Le Jardin du Bossu

  1. Pauvre z'héros

    Dans un village anonyme, le narrateur croise dans un bistrot un homme qui fait étalage de son argent. Aussitôt, sa décision est prise : il va suivre l'imprudent jusque chez lui et le délester d'une partie de son butin. Oui, mais voilà, le plan était trop beau pour se réaliser aussi facilement : le chasseur devient la proie. Pire : le narrateur est séquestré dans la maison de sa cible. Et c'est le début d'un longue détention...
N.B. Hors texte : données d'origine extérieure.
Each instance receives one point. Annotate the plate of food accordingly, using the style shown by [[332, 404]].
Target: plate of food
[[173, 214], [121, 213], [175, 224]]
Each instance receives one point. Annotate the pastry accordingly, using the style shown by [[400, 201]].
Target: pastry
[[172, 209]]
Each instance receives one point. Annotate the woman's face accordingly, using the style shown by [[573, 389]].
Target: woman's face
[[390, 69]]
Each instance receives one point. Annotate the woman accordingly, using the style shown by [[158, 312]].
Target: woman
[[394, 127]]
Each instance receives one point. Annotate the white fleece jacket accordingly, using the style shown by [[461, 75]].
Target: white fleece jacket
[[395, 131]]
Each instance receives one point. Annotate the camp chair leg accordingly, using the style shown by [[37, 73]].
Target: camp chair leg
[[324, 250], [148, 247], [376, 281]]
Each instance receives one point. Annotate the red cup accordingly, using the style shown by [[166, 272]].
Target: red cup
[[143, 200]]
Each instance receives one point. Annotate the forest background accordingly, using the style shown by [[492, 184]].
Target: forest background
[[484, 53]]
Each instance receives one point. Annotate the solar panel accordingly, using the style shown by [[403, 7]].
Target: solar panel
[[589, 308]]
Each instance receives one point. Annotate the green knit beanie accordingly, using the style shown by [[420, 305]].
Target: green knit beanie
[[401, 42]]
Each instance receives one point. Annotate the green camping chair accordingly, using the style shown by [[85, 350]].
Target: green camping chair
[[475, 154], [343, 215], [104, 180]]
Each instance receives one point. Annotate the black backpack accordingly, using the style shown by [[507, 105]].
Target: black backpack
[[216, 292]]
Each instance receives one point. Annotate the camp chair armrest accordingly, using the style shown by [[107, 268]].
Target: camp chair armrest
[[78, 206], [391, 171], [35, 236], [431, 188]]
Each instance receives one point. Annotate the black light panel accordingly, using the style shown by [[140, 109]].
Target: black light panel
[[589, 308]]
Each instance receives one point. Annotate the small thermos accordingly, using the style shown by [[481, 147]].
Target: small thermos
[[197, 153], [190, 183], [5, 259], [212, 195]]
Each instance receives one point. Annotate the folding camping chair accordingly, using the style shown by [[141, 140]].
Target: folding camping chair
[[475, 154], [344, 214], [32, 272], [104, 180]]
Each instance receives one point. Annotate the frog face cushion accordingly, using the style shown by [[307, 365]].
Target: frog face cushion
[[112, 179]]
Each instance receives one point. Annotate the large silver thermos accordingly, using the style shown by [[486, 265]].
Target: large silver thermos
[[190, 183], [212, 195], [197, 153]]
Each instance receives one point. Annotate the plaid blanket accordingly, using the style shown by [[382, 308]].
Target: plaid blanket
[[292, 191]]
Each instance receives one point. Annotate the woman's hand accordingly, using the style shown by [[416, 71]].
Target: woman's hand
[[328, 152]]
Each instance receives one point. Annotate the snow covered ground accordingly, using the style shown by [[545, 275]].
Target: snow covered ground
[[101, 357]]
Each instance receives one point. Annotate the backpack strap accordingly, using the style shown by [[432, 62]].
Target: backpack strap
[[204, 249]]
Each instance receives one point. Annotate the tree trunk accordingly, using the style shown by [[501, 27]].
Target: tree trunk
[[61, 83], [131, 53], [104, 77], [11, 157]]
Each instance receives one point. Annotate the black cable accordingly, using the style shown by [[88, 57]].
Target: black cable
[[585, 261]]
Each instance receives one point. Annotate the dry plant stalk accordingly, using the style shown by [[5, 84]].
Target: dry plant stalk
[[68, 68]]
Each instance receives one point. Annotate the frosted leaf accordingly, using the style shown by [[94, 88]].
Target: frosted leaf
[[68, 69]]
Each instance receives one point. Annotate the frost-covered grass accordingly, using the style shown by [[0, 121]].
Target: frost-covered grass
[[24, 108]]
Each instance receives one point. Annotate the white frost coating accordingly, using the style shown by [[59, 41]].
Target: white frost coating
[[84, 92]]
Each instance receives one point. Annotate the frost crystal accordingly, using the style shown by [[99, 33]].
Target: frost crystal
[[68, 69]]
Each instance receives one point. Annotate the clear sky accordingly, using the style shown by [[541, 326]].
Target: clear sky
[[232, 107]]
    Dès les premières pages, le style de Franz Bartelt éclate : ce sera vif, loquace et verbalement endiablé. L'auteur traduit en une langue épicée et imagée les pensées, impressions et descriptions du protagoniste, véritable phénomène humain. Poète à ses heures perdues quand l'éthylisme l'enhardit, tenaillé par Karine, sa compagne, qui est bien vénale, il observe ses congénères, les détaille, les juge, et ne perd jamais une occasion de jouer de sa verve. La rencontre avec cet homme visiblement fortuné – Jacques – semble être ce clin d'œil du destin qu'il attendait tant. Mais puisque les contes de fées n'existent pas, la situation va très vite lui échapper et le rêve se révèlera vite contrefait. Le récit est assez court – environ deux-cent-vingt pages – et les nombreuses digressions du locuteur laissaient présager des temps morts, voire des instants d'ennui. Il n'en est rien. Franz Bartelt a un incroyable talent de conteur, avec une langue à la fois lyrique et paillarde, qui n'est pas sans rappeler celle de Michel Audiard ou de Frédéric Dard. Les réflexions hilarantes foisonnent, les aphorismes regorgent, et les multiples parenthèses ouvertes sont autant de francs éclats de rire. On se prend vite de sympathie pour le narrateur, cocasse dans ses répliques et pensées, antihéros au possible, qui se débat au beau milieu de circonstances franchement farfelues.
    Et puisqu'il s'agit d'un polar, il y a l'intrigue. Certaines scènes, inattendues, insufflent un vent de folie et de fraîcheur dans ce huis clos où l'ultime rebondissement, détonant, achève de parfaire ce roman singulier.

    Quelque part entre La bête et la belle de Thierry Jonquet et Mainmorte de Michel Steiner, c'est jubilatoire et attrayant, atypique et désaltérant. Maintes formules de Franz Bartelt restent à l'esprit une fois le livre terminé. Frôlant parfois la parodie sans jamais tomber dans le facile ou le grotesque, voilà le récit d'une captivante captivité.